Wednesday, July 30, 2014

REVIEW: BLUES PILLS [SELF-TITLED]

REVIEW:

BLUES PILLS

SELF-TITLED

NUCLEAR BLAST RECORDS

BY ERIK SUGG

 Oh, Sweden. Cold, Scandinavian country of the northern hemisphere known for its socialism, potted herring, beautiful women, and its friendly, near-timid, residents whenever they’re not shooting their prime minister. Sweden is also known for music–well written and well executed music, often rivaling seminal musical countries like the United States and England. Whether it’s classic Swedish prog groups like November or Kebnekaise, death metal bands like Entombed or At the Gates, retro garage rock like the Hellacopters and The Hives, or the current wave of doom traditionalists like Graveyard and Witchcraft, it’s doubtful you’ll find a music lover who doesn’t celebrate at least one Swedish group in their catalog. Besides, everyone has a secret soft spot for Abba, right?

Blues Pills is the latest talent to blast out of Sweden and into our collective orbit, (although the band technically features members from all over the globe). The band emerged in 2011 and immediately took the European festival scene by storm with their good looks, their flowing locks, and their ‘69-era Fleetwood Mac-infused sound. If you’re reading these words, rolling your eyes and groaning, “Just what need… ANOTHER Swedish retro band,” just stop there. These soulful, psychedelic blues rockers will make you eat those words. Blues Pills is inventive and authentic, and is sure to blaze through seas of mediocrity and apathy to shine like the stars these incredibly young musicians were born to be. Their self titled debut, courtesy of Nuclear Blast, may very well be one of the best releases of 2014.



Let’s get one thing out of the way. This band has the word “blues” in their name. Whenever the words “blues” and “rock” are compounded, most people want to run for the hills. It’s like an instantaneous anti-Clapton/SRV firewall is put into place to save listeners’ brains from an onslaught of soulless, overproduced blues “product.” Well, fear not because that’s not what you will be getting with Blues Pills. What you will be getting is a shit-hot rocker chock full of sickeningly impressive riffing, bone shaking rhythms, and probably the most soulful singing you’ve heard in the past decade. Lead lady, Elin Larsson, is a throwback to everyone’s favorite female vocalists from the ‘60s, but it would be way too easy to pigeonhole her as a Janis Joplin or Mariska Veres clone. In fact, had she been a contemporary of those powerful ladies, she would have undoubtedly stolen their thunder and headlined their same festival circuits. Larsson’s voice is like honey dripping from the bough of a rare flower, beautiful and sweet, but tough and caustic. It lures you like a siren lures a sailor to a rocky death. In the fantastic, “Black Smoke,” she seduces you with her melancholy jazz tones, but shifts to a blues-laden sex scowl at the drop of a hat. Album opener, “High Class Woman,” showcases Larsson’s knack for using her disciplined pipes to follow muted instrumentation and then kick things into overdrive with the mighty chorus.
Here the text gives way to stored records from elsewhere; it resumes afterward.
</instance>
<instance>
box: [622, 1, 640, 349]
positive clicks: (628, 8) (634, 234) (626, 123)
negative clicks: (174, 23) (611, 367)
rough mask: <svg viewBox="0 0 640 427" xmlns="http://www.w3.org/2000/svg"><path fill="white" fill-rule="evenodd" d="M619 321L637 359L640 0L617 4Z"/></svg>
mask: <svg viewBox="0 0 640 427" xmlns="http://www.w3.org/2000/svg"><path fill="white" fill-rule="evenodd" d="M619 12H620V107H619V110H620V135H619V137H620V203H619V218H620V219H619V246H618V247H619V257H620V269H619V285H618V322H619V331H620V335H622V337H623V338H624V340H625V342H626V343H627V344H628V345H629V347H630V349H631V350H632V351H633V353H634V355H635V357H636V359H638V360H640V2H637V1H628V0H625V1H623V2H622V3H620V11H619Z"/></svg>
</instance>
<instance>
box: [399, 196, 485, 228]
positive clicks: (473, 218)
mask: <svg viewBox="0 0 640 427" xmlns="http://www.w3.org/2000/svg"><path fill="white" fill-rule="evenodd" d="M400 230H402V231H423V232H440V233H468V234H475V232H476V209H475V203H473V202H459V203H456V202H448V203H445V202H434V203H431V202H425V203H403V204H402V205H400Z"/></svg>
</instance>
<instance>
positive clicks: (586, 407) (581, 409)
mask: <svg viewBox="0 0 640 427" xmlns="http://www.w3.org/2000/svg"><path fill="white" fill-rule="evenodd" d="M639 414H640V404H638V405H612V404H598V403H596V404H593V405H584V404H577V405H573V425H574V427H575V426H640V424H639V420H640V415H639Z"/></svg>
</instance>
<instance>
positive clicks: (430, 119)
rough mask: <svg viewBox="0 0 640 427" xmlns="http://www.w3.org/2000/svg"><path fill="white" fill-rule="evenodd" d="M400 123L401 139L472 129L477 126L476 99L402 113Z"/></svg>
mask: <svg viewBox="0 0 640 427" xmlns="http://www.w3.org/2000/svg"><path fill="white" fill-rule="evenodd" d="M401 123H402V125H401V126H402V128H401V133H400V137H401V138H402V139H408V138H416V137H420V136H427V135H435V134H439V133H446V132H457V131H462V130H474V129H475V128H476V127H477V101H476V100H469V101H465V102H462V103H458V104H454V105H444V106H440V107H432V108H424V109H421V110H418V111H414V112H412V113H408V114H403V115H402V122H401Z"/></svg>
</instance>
As you delve further into the record, you’ll quickly learn that Elin Larsson is not the only star of the band. French guitarist, Dorian Sorriaux, an 18 year old prodigy who plays like Peter Green jamming with “Cry of Love”-era Hendrix, takes the band’s hellfire blues into an even deeper ring of fire. Sorriaux is destined to become one of those John McLaughlin types, a true mastermind whose ability transcends his young age and brings him into the foreground of the scene that embraces him. His tones, his dynamics, his knowing when not to play and when to go for the jugular, are the things that make a good guitarist legendary. In “Jupiter,” Dorian gives a little taste of just how heavy he’s capable of getting. The tune begins with some low-end fuzz and wah-wah that’s sure to delight the stoners, then grooves along perfectly with Larsson’s vocal harmonies. He gets his cosmic blues going in “Astralplane,” probably the album’s darkest moment, made even gloomier with his excellent use of echo, (not to mention the hair-raising solo that follows Larsson’s howl, “The sky is black, just like my soul!”)

Blues Pills will do well. They will be a band that gains an audience. They will sell records. They will earn the respect of their contemporaries. Hell, they may even break through the heavily manufactured music market of the United States and become at least “as” big as bands like The Black Keys or Jack White’s current offerings. Throwback bands generally take a gamble on their vitality, particularly during this age of profoundly short attention spans. However, with a band like Blues Pills, who have the power of youth on their side and who are already rich in the kind of talent that most musicians could never muster in a lifetime, those black skies and heavenly planes they enjoy singing about seem to be well within their grasp.